Only in California, Part I. The city of Pasadena has a problem. City law specifically states that Armenians are a "protected minority," entitled to the same affirmative action benefits as blacks and Hispanics. Unfortunately, no one knows how many Armenians live in Pasadena, so the city can't set accurate goals. The solution: a special census that will cost somewhere between $90,000 and $210,000. Wait till the Turks hear about this.
The Pentagon has found religion. Actually, it has found a couple of them. The Air Force recently gave permission to Airman Patricia Hutchins, a witch (her own description, not ours), to observe her faith's ceremonies and holidays. Meanwhile, a Defense Department audit has found that it accidentally paid a monastery in De Pere, Wisconsin, $141,000 last year. The monks claim they never did any work for the Pentagon and never received a check. It seems that the military doesn't treat all religions equally. Thousands of dollars for Catholic priests, but witches only get holidays off.
Ah, the beauty of nature. The Yosemite Art Museum removed all but two of the outdoor nude studies it commissioned from photographer Ken Marcus. Park officials thought the photos were just a little too natural. The photos were replaced with pictures of dilapidated park buildings.
Only in California, Part II. Two police officers in Hayward beat a blind man with their nightsticks after mistaking his collapsible cane for an illegal martial arts weapon. It all began when the officers spotted what they thought were a pair of nunchakus (pieces of wood connected by a chain) in David St. John's back pocket. Since the cops were in uniform, they didn't bother identifying themselves when they demanded that he hand over the contents of his pockets. St. John thought he was being accosted by young toughs and tried to defend himself. "I did what my self-defense training and my instincts told me to do," said St. John. The officers struggled with the man until a bystander pointed out to them, "He's blind!"
A survey of hotel bills from last year's National Religious Broadcasters Association convention found that 80 percent of them watched an X-rated movie in the privacy of their rooms. Just doing a little research on the enemy, we suppose.
An Ohio postal carrier who called bulk-rate advertising "junk mail" in a newspaper interview and said the best parts of his job were pay day and quitting time was suspended for two weeks without pay. Richard Mendenhall, a 23-year veteran of the Postal Service, was suspended for "conduct unbecoming a postal employee." That's a great attitude to have. Break a package, misplace a letter, hey, accidents happen. But call bulk-rate business mail "junk mail," and buddy, you'll answer to your superiors.

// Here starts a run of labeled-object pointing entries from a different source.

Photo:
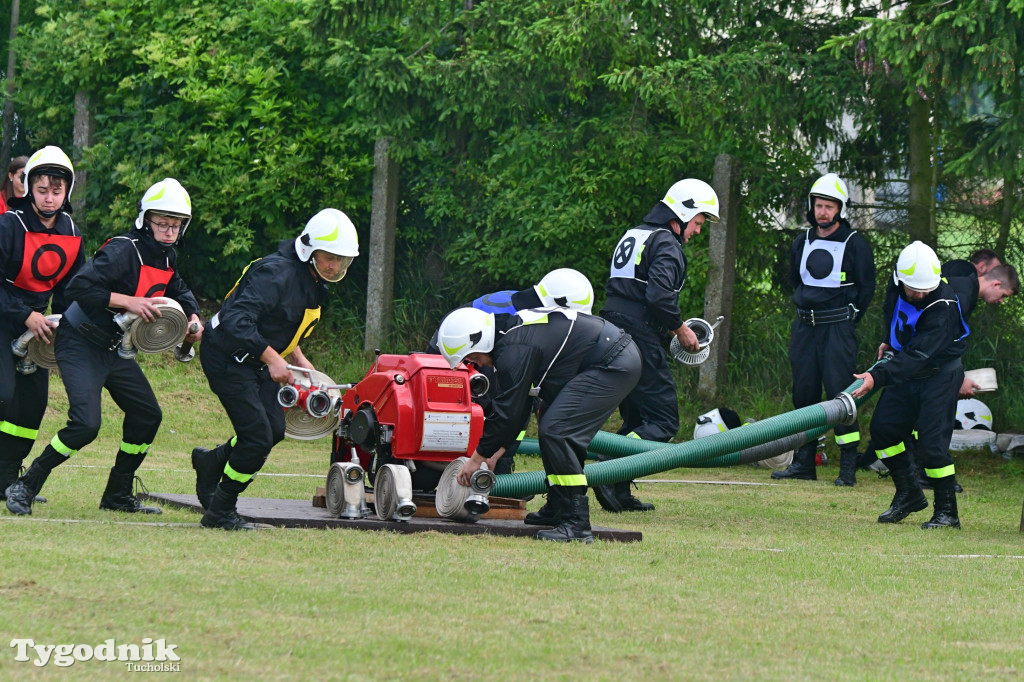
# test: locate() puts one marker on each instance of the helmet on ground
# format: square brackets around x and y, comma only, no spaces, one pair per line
[49,161]
[689,198]
[829,186]
[973,414]
[329,230]
[918,267]
[716,421]
[466,331]
[566,289]
[166,198]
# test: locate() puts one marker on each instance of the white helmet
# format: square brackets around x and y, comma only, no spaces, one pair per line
[329,230]
[830,186]
[710,423]
[49,161]
[973,414]
[166,198]
[689,198]
[466,331]
[918,267]
[566,289]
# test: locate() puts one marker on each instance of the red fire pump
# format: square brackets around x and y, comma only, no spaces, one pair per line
[403,426]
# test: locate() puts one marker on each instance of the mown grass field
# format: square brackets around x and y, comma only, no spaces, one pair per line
[793,581]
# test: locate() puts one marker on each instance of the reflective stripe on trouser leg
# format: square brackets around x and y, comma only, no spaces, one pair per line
[892,451]
[18,431]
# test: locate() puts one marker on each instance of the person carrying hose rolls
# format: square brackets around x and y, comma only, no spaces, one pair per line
[832,268]
[926,331]
[40,252]
[581,368]
[271,308]
[124,275]
[648,269]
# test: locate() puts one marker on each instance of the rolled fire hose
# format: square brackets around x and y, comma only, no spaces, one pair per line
[300,424]
[705,334]
[33,351]
[721,450]
[156,336]
[464,503]
[346,497]
[393,493]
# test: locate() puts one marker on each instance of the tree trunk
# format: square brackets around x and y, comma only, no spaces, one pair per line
[920,171]
[8,107]
[383,219]
[721,274]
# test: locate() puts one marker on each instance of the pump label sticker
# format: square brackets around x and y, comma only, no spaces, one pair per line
[444,432]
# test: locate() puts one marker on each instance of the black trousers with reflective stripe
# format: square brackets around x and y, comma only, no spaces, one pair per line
[929,405]
[23,400]
[87,369]
[822,355]
[250,398]
[651,410]
[581,409]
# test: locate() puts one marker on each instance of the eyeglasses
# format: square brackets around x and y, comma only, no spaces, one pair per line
[169,227]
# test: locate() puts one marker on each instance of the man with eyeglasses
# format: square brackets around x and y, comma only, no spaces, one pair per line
[126,274]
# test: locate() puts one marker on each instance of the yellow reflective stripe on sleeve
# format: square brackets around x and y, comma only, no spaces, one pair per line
[60,448]
[940,473]
[570,479]
[18,431]
[235,475]
[846,438]
[891,452]
[309,320]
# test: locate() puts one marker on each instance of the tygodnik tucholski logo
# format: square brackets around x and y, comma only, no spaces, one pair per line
[151,655]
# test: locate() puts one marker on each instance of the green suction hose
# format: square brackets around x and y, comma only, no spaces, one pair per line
[750,443]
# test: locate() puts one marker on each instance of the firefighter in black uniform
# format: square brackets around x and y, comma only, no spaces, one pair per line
[40,251]
[926,330]
[581,367]
[562,288]
[832,268]
[126,273]
[648,269]
[272,307]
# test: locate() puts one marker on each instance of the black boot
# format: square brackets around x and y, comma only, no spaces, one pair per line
[848,466]
[222,512]
[209,465]
[945,515]
[803,464]
[574,526]
[908,499]
[118,495]
[552,511]
[23,492]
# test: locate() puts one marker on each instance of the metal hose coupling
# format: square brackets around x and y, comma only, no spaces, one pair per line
[464,503]
[346,496]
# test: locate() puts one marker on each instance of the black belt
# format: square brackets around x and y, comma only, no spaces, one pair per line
[829,316]
[89,330]
[608,345]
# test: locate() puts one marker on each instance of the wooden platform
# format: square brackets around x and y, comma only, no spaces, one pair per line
[301,514]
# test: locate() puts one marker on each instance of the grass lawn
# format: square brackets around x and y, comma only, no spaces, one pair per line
[793,581]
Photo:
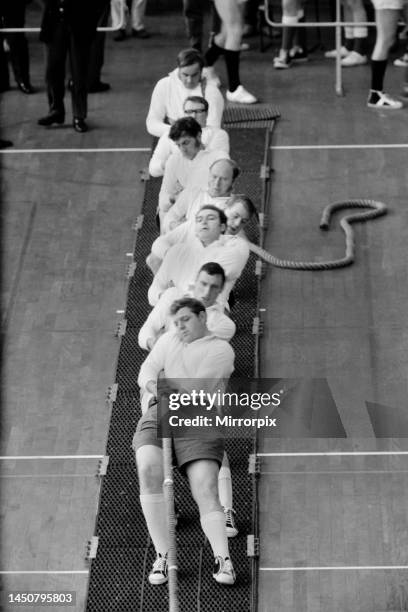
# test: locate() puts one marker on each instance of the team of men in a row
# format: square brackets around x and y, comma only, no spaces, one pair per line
[200,253]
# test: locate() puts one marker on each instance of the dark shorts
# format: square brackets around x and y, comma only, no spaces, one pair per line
[185,450]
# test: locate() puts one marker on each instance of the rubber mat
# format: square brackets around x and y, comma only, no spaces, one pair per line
[118,573]
[244,114]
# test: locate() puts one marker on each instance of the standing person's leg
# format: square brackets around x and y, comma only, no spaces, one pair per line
[14,17]
[203,478]
[230,37]
[290,18]
[138,12]
[356,37]
[119,9]
[298,52]
[79,55]
[56,54]
[4,75]
[387,22]
[97,58]
[193,13]
[250,17]
[405,86]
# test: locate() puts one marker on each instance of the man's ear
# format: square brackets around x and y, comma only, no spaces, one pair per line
[202,316]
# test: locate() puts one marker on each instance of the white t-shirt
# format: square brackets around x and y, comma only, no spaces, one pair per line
[167,102]
[181,173]
[183,260]
[208,358]
[159,319]
[213,139]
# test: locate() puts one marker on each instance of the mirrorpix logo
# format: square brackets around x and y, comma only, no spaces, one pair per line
[196,408]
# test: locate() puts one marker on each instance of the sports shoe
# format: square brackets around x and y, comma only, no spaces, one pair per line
[297,54]
[379,99]
[211,76]
[223,572]
[241,95]
[142,33]
[158,575]
[354,59]
[332,54]
[401,62]
[281,62]
[230,526]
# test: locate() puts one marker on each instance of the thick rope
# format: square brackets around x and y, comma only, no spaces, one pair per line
[377,209]
[169,499]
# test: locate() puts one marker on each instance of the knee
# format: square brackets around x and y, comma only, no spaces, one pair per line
[205,492]
[289,8]
[150,477]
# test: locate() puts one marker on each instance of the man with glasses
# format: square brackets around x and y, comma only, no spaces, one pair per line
[189,165]
[192,354]
[212,138]
[238,210]
[208,243]
[169,94]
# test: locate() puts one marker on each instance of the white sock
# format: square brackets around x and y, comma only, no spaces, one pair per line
[213,525]
[154,511]
[225,487]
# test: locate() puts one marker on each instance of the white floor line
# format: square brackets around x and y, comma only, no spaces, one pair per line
[34,457]
[334,454]
[112,150]
[14,476]
[334,568]
[18,572]
[339,146]
[329,473]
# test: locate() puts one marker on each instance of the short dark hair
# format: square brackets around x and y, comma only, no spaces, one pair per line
[194,305]
[197,100]
[213,269]
[236,170]
[188,57]
[221,214]
[186,126]
[247,202]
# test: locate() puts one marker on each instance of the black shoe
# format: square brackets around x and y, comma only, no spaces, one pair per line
[53,117]
[140,33]
[80,125]
[99,87]
[121,35]
[4,144]
[25,87]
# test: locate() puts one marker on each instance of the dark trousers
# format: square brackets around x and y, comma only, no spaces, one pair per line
[78,49]
[98,49]
[4,78]
[13,13]
[193,11]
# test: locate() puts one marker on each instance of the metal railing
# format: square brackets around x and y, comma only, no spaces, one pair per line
[338,24]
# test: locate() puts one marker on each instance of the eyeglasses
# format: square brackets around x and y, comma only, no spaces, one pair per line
[194,111]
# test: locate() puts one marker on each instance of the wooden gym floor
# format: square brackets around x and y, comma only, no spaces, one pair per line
[67,219]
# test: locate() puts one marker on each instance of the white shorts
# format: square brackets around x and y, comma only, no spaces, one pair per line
[396,5]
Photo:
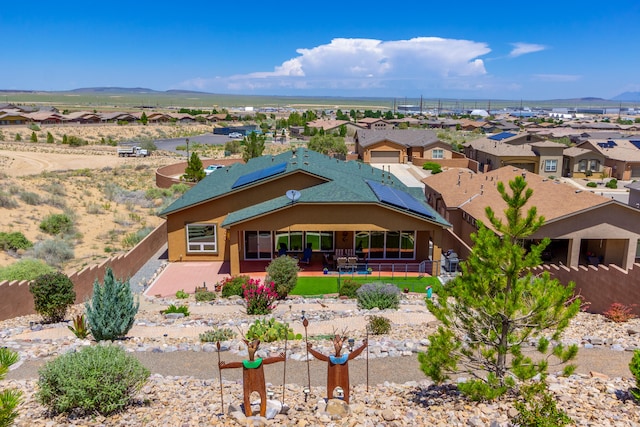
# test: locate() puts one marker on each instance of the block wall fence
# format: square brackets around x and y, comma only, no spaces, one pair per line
[16,300]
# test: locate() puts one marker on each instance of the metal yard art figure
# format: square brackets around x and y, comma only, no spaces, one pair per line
[253,375]
[338,365]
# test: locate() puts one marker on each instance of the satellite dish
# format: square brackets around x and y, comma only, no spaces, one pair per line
[293,195]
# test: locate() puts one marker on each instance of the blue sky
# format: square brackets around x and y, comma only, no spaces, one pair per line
[466,50]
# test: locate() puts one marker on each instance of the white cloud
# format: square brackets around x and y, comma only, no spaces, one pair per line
[524,48]
[363,64]
[557,78]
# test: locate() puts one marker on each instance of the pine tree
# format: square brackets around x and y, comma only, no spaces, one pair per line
[112,308]
[194,171]
[497,307]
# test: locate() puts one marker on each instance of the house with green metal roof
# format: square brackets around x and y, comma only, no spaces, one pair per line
[244,215]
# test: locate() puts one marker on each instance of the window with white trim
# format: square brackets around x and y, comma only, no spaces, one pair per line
[550,165]
[202,238]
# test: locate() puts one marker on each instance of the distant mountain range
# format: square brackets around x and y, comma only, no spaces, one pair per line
[627,97]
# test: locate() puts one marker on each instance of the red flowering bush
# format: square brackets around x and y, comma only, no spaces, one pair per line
[259,297]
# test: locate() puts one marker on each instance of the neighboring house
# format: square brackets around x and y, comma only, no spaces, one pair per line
[375,124]
[621,155]
[393,146]
[239,215]
[82,117]
[634,194]
[46,117]
[526,151]
[12,117]
[581,162]
[585,228]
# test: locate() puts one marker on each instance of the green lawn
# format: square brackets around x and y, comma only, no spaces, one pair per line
[320,285]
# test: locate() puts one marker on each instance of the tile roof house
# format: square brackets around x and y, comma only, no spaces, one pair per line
[394,146]
[585,228]
[622,155]
[526,151]
[241,214]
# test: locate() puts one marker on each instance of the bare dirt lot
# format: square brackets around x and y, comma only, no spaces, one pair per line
[108,197]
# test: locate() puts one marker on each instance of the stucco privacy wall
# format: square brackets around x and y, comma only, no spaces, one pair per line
[16,300]
[601,286]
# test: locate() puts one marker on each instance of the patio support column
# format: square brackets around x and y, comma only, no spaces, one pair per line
[573,255]
[234,252]
[436,238]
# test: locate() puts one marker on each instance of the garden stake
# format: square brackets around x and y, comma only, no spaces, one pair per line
[305,323]
[367,329]
[220,374]
[284,372]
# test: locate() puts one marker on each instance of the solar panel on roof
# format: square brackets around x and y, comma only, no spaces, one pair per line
[258,175]
[502,135]
[398,198]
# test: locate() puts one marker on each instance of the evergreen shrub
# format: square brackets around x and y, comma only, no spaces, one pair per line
[112,308]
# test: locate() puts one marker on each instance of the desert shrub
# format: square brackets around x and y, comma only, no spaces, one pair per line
[54,252]
[537,408]
[634,367]
[53,294]
[96,379]
[6,201]
[380,295]
[435,168]
[57,224]
[283,272]
[217,334]
[80,326]
[9,399]
[619,312]
[95,209]
[378,325]
[30,198]
[348,288]
[14,241]
[176,309]
[260,298]
[269,330]
[55,188]
[203,295]
[112,308]
[25,269]
[234,286]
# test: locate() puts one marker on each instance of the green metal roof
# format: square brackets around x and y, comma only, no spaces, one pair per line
[345,183]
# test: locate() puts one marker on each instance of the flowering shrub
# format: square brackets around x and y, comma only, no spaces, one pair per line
[380,295]
[259,297]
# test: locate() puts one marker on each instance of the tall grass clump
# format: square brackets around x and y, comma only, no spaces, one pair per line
[25,269]
[112,308]
[9,399]
[53,294]
[96,379]
[54,252]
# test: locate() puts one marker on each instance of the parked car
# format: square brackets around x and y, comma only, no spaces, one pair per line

Not even in California. Dr. Seuss, call your office. The Associated Press claims that in Russia, the cat is the hat. Cats are increasingly popular in the Soviet Union. About 30 million people there keep cats as pets, and millions more have an even closer relationship to the little furballs. Cat fur, it seems, makes really great headgear. Just the thing for those long Moscow winters. Purrestroika, anyone?